PILLOLA INFORMATIVA #20: IL PROCEDIMENTO LEGISLATIVO MONOCAMERALE (o “Partecipato”)

Abbiamo visto nella scorsa “pillola” i casi (ben definiti) in cui le leggi continuano ad essere fatte da Camera e Senato insieme, come oggi. Ma nella maggior parte dei casi, per le leggi “ordinarie”, non sarà così. Le leggi saranno approvate solo dalla Camera. Al massimo con una “partecipazione” del Senato (per questo più che Monocamerali, è corretto definirle a “Monocamerali partecipate” dal Senato). Sono tutte quelle leggi che non richiedono la particolare “garanzia” offerta dalla doppia lettura in due Camere, che non hanno cioè un valore costituzionale o ordinamentale. Come funzionerà la loro approvazione?
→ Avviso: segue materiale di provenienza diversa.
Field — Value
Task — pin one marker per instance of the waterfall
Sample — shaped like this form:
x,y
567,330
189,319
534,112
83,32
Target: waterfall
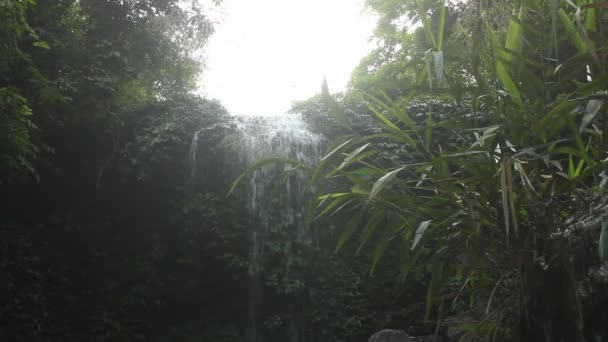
x,y
193,152
275,201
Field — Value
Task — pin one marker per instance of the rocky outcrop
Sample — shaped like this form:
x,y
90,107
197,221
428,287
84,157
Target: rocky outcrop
x,y
389,335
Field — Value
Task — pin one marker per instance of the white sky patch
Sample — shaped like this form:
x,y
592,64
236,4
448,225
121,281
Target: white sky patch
x,y
266,54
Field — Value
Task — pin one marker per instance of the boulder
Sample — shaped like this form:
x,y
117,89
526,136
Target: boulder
x,y
389,335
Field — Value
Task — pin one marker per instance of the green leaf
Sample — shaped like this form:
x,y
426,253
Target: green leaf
x,y
502,71
514,37
428,59
603,241
593,107
349,158
420,232
572,33
438,60
381,183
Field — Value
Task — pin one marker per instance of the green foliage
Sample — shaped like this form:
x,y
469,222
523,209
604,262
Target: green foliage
x,y
488,196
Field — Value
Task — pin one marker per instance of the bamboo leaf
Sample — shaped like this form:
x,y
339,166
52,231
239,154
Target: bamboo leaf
x,y
438,60
603,241
554,10
381,183
590,20
593,107
420,232
337,201
502,71
336,149
514,37
428,59
596,5
572,33
352,155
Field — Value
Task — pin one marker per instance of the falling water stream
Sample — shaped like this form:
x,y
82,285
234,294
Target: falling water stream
x,y
255,138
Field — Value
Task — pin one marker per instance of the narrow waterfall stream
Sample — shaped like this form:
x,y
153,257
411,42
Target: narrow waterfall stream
x,y
274,201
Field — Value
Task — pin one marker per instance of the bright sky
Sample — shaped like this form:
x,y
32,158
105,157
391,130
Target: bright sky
x,y
266,54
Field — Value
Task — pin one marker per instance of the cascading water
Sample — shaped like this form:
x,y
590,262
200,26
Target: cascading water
x,y
276,201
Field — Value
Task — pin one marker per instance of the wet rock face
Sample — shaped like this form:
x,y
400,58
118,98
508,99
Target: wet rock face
x,y
388,335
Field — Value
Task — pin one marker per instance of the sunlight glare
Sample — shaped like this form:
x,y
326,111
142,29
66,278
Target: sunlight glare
x,y
266,54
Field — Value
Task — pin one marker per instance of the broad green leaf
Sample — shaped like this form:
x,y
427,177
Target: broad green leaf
x,y
420,232
381,183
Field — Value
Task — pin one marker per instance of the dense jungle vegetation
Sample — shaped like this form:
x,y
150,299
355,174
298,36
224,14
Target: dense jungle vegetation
x,y
462,193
E’ molto semplice (checché ne dicano, terroristicamente, i fautori del NO): – Il percorso inizia sempre alla Camera (anche se le leggi fossero proposte dai Senatori, o dal popolo). – La Camera fa, come ora, la prima lettura, e l’approvazione, secondo i suoi regolamenti. – Una volta approvato dalla Camera, il disegno di legge è immediatamente trasmesso al Senato. – Il Senato, se lo richiede almeno 1/3 dei suoi componenti, può disporre di esaminarlo (ha 10 giorni per prendere questa decisione). – Se non decide di esaminarlo, la legge è definitiva e viene promulgata (va in Gazzetta Ufficiale). – Se decide di esaminarlo, ha altri 30 giorni per “deliberare proposte di modificazione del testo”. – Nel caso in cui il Senato non arrivi a deliberare nel termine di trenta giorni, il procedimento di approvazione della legge si intende concluso e il testo approvato dalla Camera viene promulgato. – Se invece il Senato delibera le proposte di modificazione entro 30 giorni, il testo è nuovamente trasmesso alla Camera, che si pronuncia in via definitiva sulle proposte medesime. – La seconda lettura della Camera è dunque necessariamente l’ultima lettura. – Con due passaggi alla Camera e uno al Senato, quindi, qualsiasi testo di legge “ordinaria” viene promulgato, emendato o respinto. E’ difficile? E’ confuso? Genera conflitti di attribuzione tra le due Camere? (come sostengono quelli del NO) A me non pare. A me pare che se non si fa del terrorismo psicologico, se non la si mette sul “Renzi sì- Renzi no”, se si spiega la riforma, la si può capire benissimo, ed è anche piuttosto logica e razionale. Per provare a sbloccare una delle tante “pastoie” di questo paese.